Further, the charcoal-based material is cooled in the water-washing tank, and the salt content derived from dust is removed by controlling the water-washing flow rate in the water-washing tank. As a result, the charcoal-containing material has no salt or a salt content as small as possible. Can be obtained. The carbonized product after the water washing treatment is taken out from the water washing tank via the transfer device. Since the water content of the carbide is adjusted by adjusting the temperature of the water taken out, the dry process is not necessary.
Then, the carbide whose moisture has been adjusted can be directly conveyed to the storage hopper and can be immediately shipped as a carbide product.

In particular, when the carbonization furnace for carbonization and carbonization is of an oscillating type, since a screw conveyor is not used, it is possible to continuously produce the carbide without being affected by the heat resistance of the screw conveyor. .
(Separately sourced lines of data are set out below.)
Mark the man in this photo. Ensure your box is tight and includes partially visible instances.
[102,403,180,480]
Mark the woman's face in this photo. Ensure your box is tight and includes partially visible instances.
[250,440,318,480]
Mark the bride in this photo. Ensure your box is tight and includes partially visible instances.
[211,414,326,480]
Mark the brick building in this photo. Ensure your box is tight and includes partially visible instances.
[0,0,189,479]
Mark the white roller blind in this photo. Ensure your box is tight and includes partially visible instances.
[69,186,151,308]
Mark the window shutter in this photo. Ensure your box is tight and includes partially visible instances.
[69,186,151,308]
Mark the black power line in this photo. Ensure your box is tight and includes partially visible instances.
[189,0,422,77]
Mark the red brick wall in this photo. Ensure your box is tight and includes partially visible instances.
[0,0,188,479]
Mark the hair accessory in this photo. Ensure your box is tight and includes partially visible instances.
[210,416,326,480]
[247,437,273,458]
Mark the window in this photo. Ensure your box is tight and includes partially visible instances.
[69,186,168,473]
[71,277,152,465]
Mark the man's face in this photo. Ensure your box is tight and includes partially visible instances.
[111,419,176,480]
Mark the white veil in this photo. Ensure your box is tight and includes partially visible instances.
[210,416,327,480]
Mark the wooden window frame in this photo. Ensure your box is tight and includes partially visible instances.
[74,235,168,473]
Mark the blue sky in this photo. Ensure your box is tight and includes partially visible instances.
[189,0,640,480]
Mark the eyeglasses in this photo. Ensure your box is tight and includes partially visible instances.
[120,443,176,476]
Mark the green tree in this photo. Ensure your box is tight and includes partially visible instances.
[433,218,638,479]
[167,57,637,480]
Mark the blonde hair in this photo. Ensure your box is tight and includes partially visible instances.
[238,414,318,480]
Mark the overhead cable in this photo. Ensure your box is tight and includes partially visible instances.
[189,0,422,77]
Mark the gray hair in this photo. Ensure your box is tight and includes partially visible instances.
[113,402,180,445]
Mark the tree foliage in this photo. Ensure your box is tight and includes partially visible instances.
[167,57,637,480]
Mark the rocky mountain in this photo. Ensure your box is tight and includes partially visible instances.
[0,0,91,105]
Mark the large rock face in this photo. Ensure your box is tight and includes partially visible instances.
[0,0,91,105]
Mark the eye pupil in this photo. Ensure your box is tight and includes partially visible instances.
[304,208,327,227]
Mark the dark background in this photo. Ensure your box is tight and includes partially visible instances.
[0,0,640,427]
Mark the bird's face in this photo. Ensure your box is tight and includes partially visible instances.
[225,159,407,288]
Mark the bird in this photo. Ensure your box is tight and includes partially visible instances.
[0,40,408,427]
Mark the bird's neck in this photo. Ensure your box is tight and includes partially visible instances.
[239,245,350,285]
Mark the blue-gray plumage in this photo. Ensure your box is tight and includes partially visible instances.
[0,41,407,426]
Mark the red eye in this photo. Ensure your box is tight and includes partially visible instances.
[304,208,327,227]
[Brief description of drawings]

FIG. 1 is a diagram showing a structure of a carbide manufacturing apparatus of the present invention.

[Explanation of symbols]

1 RDF (solid waste fuel) 4 carbonization furnace 7 Secondary combustion furnace 8 connection 9 discharge tubes 10 water washing tank 12 Dispersal tower 15 Conveyor

   ─────────────────────────────────────────────────── ─── Continued front page    (72) Inventor Ryoichi Nagata             1-chome, Mizushima Kawasaki-dori, Kurashiki-shi, Okayama             Shi) Kawasaki Steel Co., Ltd. Mizushima Steel Works F-term (reference) 3K061 PA03 PA08 PA16                 3K078 BA08 BA09 BA22 CA04 CA11                       CA27                 4H012 HA06 JA04 JA12

Claims (7)

[Claims] 1. A carbonization furnace that performs carbonization and carbonization of a material to be carbonized while the material to be carbonized moves from a supply section toward a discharge section.
A combustion device for the carbonization gas generated during carbonization / carbonization of the material to be carbonized, which is arranged on the discharge part side of the carbonization furnace, and a connecting part for connecting the carbonization furnace and the combustion device and discharging the carbide, A carbide production facility comprising: a washing tank for temporarily storing carbides discharged from a connecting portion for desalting by washing with water; and a carbide transporting device connecting the washing tank and a storage hopper. 2. The carbide production facility according to claim 1, wherein the carbonization furnace is a rocking type carbonization furnace. 3. The combustion apparatus according to claim 1 or 2, wherein the combustion apparatus comprises a secondary combustion furnace having an air introduction device for secondary combustion, and a diffusion tower having an air introduction device for tertiary combustion and an ejector device. Characteristic carbide manufacturing equipment. 4. The carbide manufacturing facility according to claim 3, wherein a path for introducing steam generated in the washing tank into the secondary combustion furnace is provided between the secondary combustion furnace and the washing tank. 5. The discharge tank according to claim 4, wherein the steam generated in the washing tank is introduced into the secondary combustion furnace by a discharge tube facing the washing tank from the connecting portion, and the washing tube is passed through the discharge tube. A carbide production facility characterized by introducing steam generated in a tank into a secondary combustion furnace and using the generated steam for reforming carbide and controlling combustion temperature during carbonization gas combustion. 6. The method according to any one of claims 1 to 5,
A carbide producing facility characterized in that it has a screw conveyor for taking out the carbide from the washing tank as a device for conveying the carbide, and the screw conveyor has a function of adjusting the water content of the carbide. 7. The method according to any one of claims 1 to 6,
The water washing tank has a function of controlling the amount of supplied water for adjusting the amount of desalination, and is a carbide production facility.